I'm getting the following error message when I try some code on a distant Postgres
database.
The following peusdo-reproducing code works well when dataframes are local but not when they are distant.
library(tidyverse)
library(dbplyr)
library(RPostgres)
event <- tibble(id = c("00_1", "00_2", "00_3", "00_4", "00_5", "00_6", "00_7"),
type_id = c("A", "B", "C", "B", "A", "B", "C"))
detail <- tibble(id = c(1L, 2L, 3L, 4L, 5L, 6L, 7L, 8L, 9L, 10L, 11L, 12L),
event_id = c("00_1", "00_1", "00_2", "00_2", "00_3", "00_4", "00_4", "00_5", "00_6", "00_6", "00_7", "00_8"),
type_id = c(3L, 4L, 6L, 7L, 2L, 6L, 3L, 2L, 6L, 5L, 2L, 1L))
event_f <- event %>%
mutate(new_variable = id %in% (detail %>%
filter(type_id == 6) %>%
pull(event_id))) %>%
collect()
Error in UseMethod("escape") : no applicable method for 'escape' applied to an object of class "c('tbl_PqConnection', 'tbl_dbi', 'tbl_sql', 'tbl_lazy', 'tbl')"
The problem is most likely caused by the nested dplyr query. There are two possibilities here:
dbplyr can not translate your query into SQL,
dbplyr translates your query but it is not valid SQL.
dbplyr attempts to translate each set of commands into SQL. One way to verify this is to use the function show_query()
.
For example the R command:
my_table %>% mutate(new_col = 2 * old_col + id) %>% select(new_col, id) %>% show_query()

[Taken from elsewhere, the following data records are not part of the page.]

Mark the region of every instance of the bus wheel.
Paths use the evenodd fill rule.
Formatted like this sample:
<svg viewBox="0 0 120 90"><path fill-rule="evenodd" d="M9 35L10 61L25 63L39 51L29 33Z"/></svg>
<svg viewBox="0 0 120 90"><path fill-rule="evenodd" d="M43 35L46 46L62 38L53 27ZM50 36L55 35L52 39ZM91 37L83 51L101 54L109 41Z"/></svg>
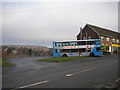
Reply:
<svg viewBox="0 0 120 90"><path fill-rule="evenodd" d="M95 55L94 55L94 53L90 53L90 56L91 56L91 57L94 57Z"/></svg>
<svg viewBox="0 0 120 90"><path fill-rule="evenodd" d="M67 54L63 54L63 57L67 57Z"/></svg>

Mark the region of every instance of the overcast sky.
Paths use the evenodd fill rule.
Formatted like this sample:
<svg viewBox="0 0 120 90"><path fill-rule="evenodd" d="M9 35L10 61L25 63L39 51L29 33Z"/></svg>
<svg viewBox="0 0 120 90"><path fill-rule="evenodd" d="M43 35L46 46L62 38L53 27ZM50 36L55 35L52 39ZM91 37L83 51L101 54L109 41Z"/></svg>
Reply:
<svg viewBox="0 0 120 90"><path fill-rule="evenodd" d="M118 31L117 2L2 2L2 44L76 40L86 23Z"/></svg>

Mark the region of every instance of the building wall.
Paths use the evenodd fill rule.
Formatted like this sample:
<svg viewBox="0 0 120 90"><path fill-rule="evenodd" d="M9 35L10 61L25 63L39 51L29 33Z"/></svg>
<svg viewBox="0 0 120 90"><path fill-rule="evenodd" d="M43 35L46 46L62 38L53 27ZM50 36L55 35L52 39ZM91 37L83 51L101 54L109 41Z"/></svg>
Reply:
<svg viewBox="0 0 120 90"><path fill-rule="evenodd" d="M77 36L77 40L81 40L80 35L82 35L82 39L99 39L98 34L87 25L83 28L82 32L80 32L80 34Z"/></svg>
<svg viewBox="0 0 120 90"><path fill-rule="evenodd" d="M80 38L81 33L82 33L82 38ZM87 35L86 35L86 33L87 33ZM80 32L80 34L78 34L77 40L86 39L86 37L87 37L87 39L100 39L104 50L107 52L114 52L114 51L116 51L116 50L118 51L118 49L120 49L120 47L118 48L116 46L115 47L112 46L113 44L120 45L120 40L119 40L119 42L117 42L117 38L108 37L105 35L99 35L96 33L96 31L94 31L92 28L90 28L87 25L83 28L82 32ZM104 40L102 40L102 37L104 37ZM109 40L107 40L108 38L109 38ZM115 39L115 41L113 39Z"/></svg>

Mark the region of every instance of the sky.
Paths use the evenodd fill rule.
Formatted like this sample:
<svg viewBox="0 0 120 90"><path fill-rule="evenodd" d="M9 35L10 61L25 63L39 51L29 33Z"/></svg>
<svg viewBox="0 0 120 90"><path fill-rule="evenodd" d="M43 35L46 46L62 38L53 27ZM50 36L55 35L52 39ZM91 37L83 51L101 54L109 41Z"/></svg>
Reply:
<svg viewBox="0 0 120 90"><path fill-rule="evenodd" d="M118 2L32 1L0 3L2 44L52 46L76 40L87 23L118 31Z"/></svg>

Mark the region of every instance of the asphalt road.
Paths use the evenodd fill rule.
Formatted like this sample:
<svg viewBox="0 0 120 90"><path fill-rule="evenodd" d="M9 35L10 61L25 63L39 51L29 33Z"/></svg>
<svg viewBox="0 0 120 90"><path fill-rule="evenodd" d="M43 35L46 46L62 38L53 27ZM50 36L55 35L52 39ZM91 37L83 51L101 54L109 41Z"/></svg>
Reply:
<svg viewBox="0 0 120 90"><path fill-rule="evenodd" d="M24 66L3 69L3 88L111 88L118 80L115 54L60 63L37 61L38 58L19 58Z"/></svg>

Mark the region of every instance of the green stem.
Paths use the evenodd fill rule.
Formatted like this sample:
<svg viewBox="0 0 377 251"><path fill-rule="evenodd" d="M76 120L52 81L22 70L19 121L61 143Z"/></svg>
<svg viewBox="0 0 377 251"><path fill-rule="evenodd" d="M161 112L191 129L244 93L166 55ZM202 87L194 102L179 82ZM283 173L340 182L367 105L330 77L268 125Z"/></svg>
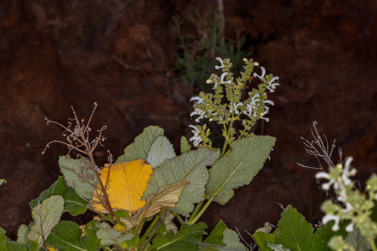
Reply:
<svg viewBox="0 0 377 251"><path fill-rule="evenodd" d="M200 208L202 207L202 205L203 205L203 203L204 203L204 201L201 201L198 204L196 205L196 207L195 208L195 210L193 212L192 214L191 214L191 216L190 216L190 219L188 219L188 221L190 221L192 220L194 217L196 216L196 214L199 211L199 210L200 209Z"/></svg>
<svg viewBox="0 0 377 251"><path fill-rule="evenodd" d="M204 212L204 211L205 211L205 210L207 209L207 208L208 207L208 206L210 205L210 204L211 204L211 202L212 202L212 200L214 198L215 198L215 196L213 195L211 197L211 198L209 200L208 200L208 201L207 201L207 203L205 203L205 204L204 205L203 207L202 208L202 209L199 212L199 213L196 216L192 219L188 221L187 224L188 225L192 225L195 224L195 223L196 222L196 221L198 221L198 220L199 219L199 218L200 218L200 216L202 216L202 214L203 214L203 213Z"/></svg>
<svg viewBox="0 0 377 251"><path fill-rule="evenodd" d="M374 241L372 241L369 243L371 244L371 246L372 247L372 250L373 251L377 251L377 247L376 247L376 243L374 243Z"/></svg>
<svg viewBox="0 0 377 251"><path fill-rule="evenodd" d="M156 216L156 218L153 220L153 221L151 223L150 225L149 226L149 227L148 228L148 229L147 231L145 231L144 234L143 234L143 236L141 236L141 238L140 238L140 240L139 240L139 243L138 243L138 246L139 246L143 243L143 242L147 239L147 237L148 236L148 235L150 233L150 231L152 231L152 229L154 227L155 225L157 223L157 221L158 221L158 219L160 218L160 217L161 216L161 212L160 212L159 214L157 214L157 216Z"/></svg>
<svg viewBox="0 0 377 251"><path fill-rule="evenodd" d="M181 225L183 225L184 224L185 224L185 222L182 219L182 218L181 218L180 215L178 214L175 212L173 212L172 211L172 213L173 214L173 215L174 215L174 216L175 216L177 218L177 219L178 219L178 221L179 222L179 223L181 223Z"/></svg>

Will return something like the following SQL command:
SELECT 2 * old_col + id AS new_col, id
FROM database.my_table
This will only happen if translation of R to SQL has been possible. Therefore:
If show_query
returns SQL, you should review the SQL to determine where it is wrong and adapt your R commands to correct this
If show_query
does not return, or gives an error then dbplyr has not be able to translate your query, and it needs to be restructured.

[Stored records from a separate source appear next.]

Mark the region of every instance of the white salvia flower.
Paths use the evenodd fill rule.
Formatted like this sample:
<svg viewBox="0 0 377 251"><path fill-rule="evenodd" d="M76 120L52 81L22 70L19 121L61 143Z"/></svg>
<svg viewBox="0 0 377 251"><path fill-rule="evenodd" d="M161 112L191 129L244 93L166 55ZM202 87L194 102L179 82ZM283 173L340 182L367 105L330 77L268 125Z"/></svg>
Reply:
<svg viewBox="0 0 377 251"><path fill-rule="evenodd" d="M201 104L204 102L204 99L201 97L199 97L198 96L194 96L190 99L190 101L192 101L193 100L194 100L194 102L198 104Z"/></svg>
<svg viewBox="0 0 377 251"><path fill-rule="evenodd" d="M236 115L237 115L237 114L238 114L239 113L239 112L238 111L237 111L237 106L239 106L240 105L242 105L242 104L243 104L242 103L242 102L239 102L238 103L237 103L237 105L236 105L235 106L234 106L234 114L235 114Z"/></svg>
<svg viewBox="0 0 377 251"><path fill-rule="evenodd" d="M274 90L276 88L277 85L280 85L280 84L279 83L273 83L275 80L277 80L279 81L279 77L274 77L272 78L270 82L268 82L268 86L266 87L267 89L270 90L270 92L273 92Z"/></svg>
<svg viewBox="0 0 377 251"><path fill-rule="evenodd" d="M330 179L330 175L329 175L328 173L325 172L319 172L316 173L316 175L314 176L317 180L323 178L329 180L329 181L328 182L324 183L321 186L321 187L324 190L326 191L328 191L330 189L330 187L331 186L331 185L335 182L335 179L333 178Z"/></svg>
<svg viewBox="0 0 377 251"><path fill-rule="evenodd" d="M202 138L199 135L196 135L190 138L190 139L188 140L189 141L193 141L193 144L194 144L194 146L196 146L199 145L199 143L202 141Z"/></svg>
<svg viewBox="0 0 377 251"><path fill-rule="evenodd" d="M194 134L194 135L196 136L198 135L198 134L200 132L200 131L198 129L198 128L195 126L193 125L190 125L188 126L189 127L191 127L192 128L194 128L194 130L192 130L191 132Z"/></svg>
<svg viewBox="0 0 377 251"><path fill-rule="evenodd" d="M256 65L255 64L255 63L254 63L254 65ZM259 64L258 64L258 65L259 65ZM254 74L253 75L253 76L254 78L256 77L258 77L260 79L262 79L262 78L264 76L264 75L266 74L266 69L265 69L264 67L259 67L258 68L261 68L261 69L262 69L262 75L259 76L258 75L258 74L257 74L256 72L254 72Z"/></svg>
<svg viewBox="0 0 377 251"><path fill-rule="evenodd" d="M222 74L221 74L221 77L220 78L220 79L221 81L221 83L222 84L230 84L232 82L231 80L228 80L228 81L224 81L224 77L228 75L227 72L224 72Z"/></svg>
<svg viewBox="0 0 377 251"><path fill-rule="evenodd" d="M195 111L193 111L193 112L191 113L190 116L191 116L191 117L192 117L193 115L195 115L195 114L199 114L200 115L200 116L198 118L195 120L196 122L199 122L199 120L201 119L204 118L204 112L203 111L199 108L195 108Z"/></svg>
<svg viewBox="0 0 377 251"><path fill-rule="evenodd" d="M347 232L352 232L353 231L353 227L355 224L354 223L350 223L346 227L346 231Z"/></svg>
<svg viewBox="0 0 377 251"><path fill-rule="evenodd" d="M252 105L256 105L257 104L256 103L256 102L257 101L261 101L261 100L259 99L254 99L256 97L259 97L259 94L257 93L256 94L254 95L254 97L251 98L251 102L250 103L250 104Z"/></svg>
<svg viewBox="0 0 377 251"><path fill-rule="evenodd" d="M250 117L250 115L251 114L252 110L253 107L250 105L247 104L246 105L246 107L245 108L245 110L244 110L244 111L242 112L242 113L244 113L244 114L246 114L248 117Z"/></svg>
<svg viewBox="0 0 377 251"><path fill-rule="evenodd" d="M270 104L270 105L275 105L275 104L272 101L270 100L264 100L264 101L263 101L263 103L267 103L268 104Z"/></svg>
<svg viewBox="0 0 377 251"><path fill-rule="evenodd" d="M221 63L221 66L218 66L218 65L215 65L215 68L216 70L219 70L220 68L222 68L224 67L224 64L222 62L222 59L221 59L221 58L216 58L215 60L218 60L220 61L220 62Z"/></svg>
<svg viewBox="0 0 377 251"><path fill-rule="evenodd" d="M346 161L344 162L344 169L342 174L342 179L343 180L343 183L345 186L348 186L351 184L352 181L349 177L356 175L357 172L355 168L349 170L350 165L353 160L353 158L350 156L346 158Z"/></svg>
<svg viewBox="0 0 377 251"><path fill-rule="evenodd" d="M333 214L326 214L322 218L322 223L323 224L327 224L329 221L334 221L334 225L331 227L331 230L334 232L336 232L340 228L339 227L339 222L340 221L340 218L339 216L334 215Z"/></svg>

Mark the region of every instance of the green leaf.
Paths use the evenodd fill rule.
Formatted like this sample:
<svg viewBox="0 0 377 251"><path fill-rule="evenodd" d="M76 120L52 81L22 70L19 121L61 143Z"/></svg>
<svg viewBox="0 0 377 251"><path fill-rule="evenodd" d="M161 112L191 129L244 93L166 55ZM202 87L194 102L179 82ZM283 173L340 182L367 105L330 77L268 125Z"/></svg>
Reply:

Anticipating that the problem is caused by the nested dplyr commands (detail %>% filter %>% pull)
, I recommend replacing this by a semi_join as follows:
detail_f <- detail %>%
filter(type_id == 6)
event_f <- event %>%
semi_join(detail_f, by = c("id" = "type_id")) %>%
collect()
If you are unfamiliar with semi-joins you might find this post helpful. R also supports the use of anti-joins.
Edit: misread your initial query.
As you want to add an indicator for the presence/absence of event_id
in your output table, you can probably avoid semi- or anti-joins. Perhaps something like the following:
detail_f <- detail %>%
filter(type_id == 6) %>%
select(id_to_compare = event_id) %>%
mutate(new_variable = 1)
event_f <- event %>%
left_join(detail_f, by = c("id" = "id_to_compare")) %>%
mutate(new_variable = ifelse(is.na(new_variable), 0, new_variable) %>%
collect()
Note, I have used 0 & 1 here instead of FALSE
& TRUE
as some versions of SQL don't handle these as easily as R does.